CT scan presenting the tension haemothorax case (20)-recurrence 4 months after thoracoscopic evacuation and biopsies, at 1 year and a half after left pneumonectomy for lung adenocarcinoma in a female patient 66y (case 19 from Table II); CT section at the level of the great vessels (left image) and at the level of the heart ventricles (right image).

4. Treatment of the tensioned post-pneumonectomy space

Once the diagnosis is established, the treatment for the tensioned space is imperative, as this complication frequently poses a fatal risk. Normally, without a strong reason, thoracentesis and pleural puncturing are not the best solutions after pneumonectomy, since seeding the pleural cavity may lead to empyema. However, thoracentesis may be a lifesaving intervention in tension fluid-thorax; which was the most common initial approach in the literature: 9 thoracenteses, 2 for diagnostic and 7 for therapeutic purposes (Table II).

The final treatment was surgical in 12 cases, either by video-assisted thoracic surgery or open surgery: 10 thoracic duct ligations, 1 thoracoscopic exclusion of malignancy, and 1 evacuation of clots (Table II).

For tensioned chylothorax (14 cases), initial management was decompression in 10 cases, followed by either conservative or surgical management. In 4 cases of tensioned chylothorax, the initial management was surgical duct ligation. The general management of chylothorax is not the subject of this paper and will therefore not be further discussed, but the cause is the same: lymphatics interrupted during the mediastinal lymph node dissection.

For tension hydrothorax (3 cases), the initial management was evacuation thoracentesis, followed by exclusion of malignancy through cytology in one case, thoracoscopy and laparoscopy with pigtail catheter in another case and indwelling pleural catheter in the third case. No specific causes were observed.

In the case of tensioned pneumothorax, the adopted solution was the simplest and solved the problem: Increasing suction pressure and maintaining the drainage until the air leak disappeared.

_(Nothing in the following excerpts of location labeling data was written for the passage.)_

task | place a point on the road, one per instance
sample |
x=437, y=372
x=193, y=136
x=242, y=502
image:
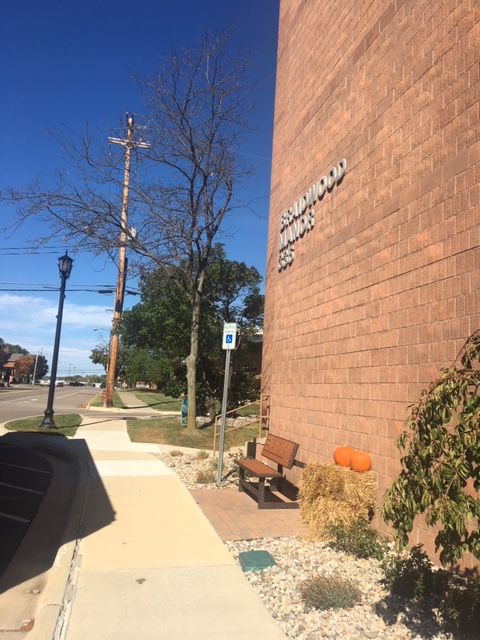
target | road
x=22, y=401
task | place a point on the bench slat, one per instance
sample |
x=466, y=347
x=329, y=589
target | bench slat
x=258, y=469
x=279, y=450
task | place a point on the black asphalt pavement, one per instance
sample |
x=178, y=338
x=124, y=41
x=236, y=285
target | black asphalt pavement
x=24, y=479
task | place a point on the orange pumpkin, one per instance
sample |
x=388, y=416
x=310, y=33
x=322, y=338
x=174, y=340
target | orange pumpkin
x=343, y=456
x=360, y=461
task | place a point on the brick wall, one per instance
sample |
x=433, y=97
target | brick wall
x=382, y=291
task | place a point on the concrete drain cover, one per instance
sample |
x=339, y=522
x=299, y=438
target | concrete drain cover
x=255, y=560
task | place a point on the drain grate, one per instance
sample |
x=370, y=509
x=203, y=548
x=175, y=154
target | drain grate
x=255, y=560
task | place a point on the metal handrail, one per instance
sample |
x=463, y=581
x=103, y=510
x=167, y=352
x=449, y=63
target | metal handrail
x=263, y=418
x=241, y=426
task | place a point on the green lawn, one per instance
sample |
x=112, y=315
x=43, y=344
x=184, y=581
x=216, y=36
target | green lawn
x=97, y=401
x=157, y=400
x=169, y=431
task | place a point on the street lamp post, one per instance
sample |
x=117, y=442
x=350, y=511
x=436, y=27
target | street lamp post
x=65, y=268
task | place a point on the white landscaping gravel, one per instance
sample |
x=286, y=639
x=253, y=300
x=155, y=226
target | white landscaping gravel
x=379, y=616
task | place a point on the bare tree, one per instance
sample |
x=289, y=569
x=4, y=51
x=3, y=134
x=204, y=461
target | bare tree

In the case of tensioned haemothorax with recurrence, the evacuation of haemorrhagic fluid was performed thoracoscopically the first time and through thoracotomy the second time (fluid + clots). The cause was determined to be the anticoagulant therapy administered for venous thrombosis of the left internal jugular, subclavian and axillary veins.

5. Conclusions

Tensioned post-pneumonectomy space is a rare but potentially fatal complication. To date, a total of 19 cases of tensioned post-pneumonectomy space after pneumonectomy for cancer were published in the literature.

Tension chylothorax is the most frequent type (14 cases) and is most probably caused by mediastinal lymph node dissection (MLND); it is an assumed complication because MLND is mandatory for radical resection of lung cancer. It appeared after a maximum of 15 days post-pneumonectomy and it was solved similarly to any post-operative chylothorax.

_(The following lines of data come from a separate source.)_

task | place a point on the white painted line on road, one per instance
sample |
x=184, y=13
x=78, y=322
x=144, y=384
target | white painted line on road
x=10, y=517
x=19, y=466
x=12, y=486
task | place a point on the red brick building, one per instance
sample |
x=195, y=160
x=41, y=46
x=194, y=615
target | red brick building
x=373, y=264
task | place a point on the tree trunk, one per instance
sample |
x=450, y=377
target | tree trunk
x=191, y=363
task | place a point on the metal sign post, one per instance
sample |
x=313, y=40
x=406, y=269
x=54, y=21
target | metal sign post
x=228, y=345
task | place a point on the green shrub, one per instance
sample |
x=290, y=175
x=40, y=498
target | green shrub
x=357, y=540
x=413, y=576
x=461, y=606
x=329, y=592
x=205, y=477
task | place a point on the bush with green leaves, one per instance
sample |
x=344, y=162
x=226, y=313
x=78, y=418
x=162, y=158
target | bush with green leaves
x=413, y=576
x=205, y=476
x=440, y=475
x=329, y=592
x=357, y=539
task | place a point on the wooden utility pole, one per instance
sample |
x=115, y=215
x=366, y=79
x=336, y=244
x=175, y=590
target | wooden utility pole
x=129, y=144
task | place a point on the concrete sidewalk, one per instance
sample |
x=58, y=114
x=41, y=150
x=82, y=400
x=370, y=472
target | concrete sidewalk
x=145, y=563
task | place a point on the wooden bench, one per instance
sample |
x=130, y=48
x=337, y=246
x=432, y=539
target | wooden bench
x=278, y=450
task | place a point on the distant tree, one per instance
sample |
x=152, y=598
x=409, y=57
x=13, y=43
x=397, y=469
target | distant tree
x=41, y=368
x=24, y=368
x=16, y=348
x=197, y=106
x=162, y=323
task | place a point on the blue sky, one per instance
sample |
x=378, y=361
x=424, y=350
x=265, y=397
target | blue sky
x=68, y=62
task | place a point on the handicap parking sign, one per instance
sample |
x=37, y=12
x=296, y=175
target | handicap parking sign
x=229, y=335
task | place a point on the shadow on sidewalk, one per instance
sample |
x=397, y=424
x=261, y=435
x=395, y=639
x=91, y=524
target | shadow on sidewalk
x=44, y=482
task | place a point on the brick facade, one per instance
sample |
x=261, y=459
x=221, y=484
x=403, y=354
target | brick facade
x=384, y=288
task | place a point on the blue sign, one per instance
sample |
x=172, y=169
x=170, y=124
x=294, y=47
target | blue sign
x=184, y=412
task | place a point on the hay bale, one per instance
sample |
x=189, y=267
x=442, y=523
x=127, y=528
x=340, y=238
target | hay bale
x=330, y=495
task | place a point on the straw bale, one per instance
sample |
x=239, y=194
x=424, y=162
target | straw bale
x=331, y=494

Tension hydrothorax is the second-most frequent type (3 cases) and it appeared after complex pneumonectomies for mesothelioma and sarcoma.

Tension haemothorax and tension pneumothorax have one published case each, and each was caused by a particular condition of the case.

Shifted mediastinum with cardiac compression (leading to cardiac tamponade) causes haemodynamic instability and dyspnoea; in such cases, emergency thoracentesis may be required. After stabilization, a major surgical procedure may be necessary to definitively treat the cause of the tensioned post-pneumonectomy space.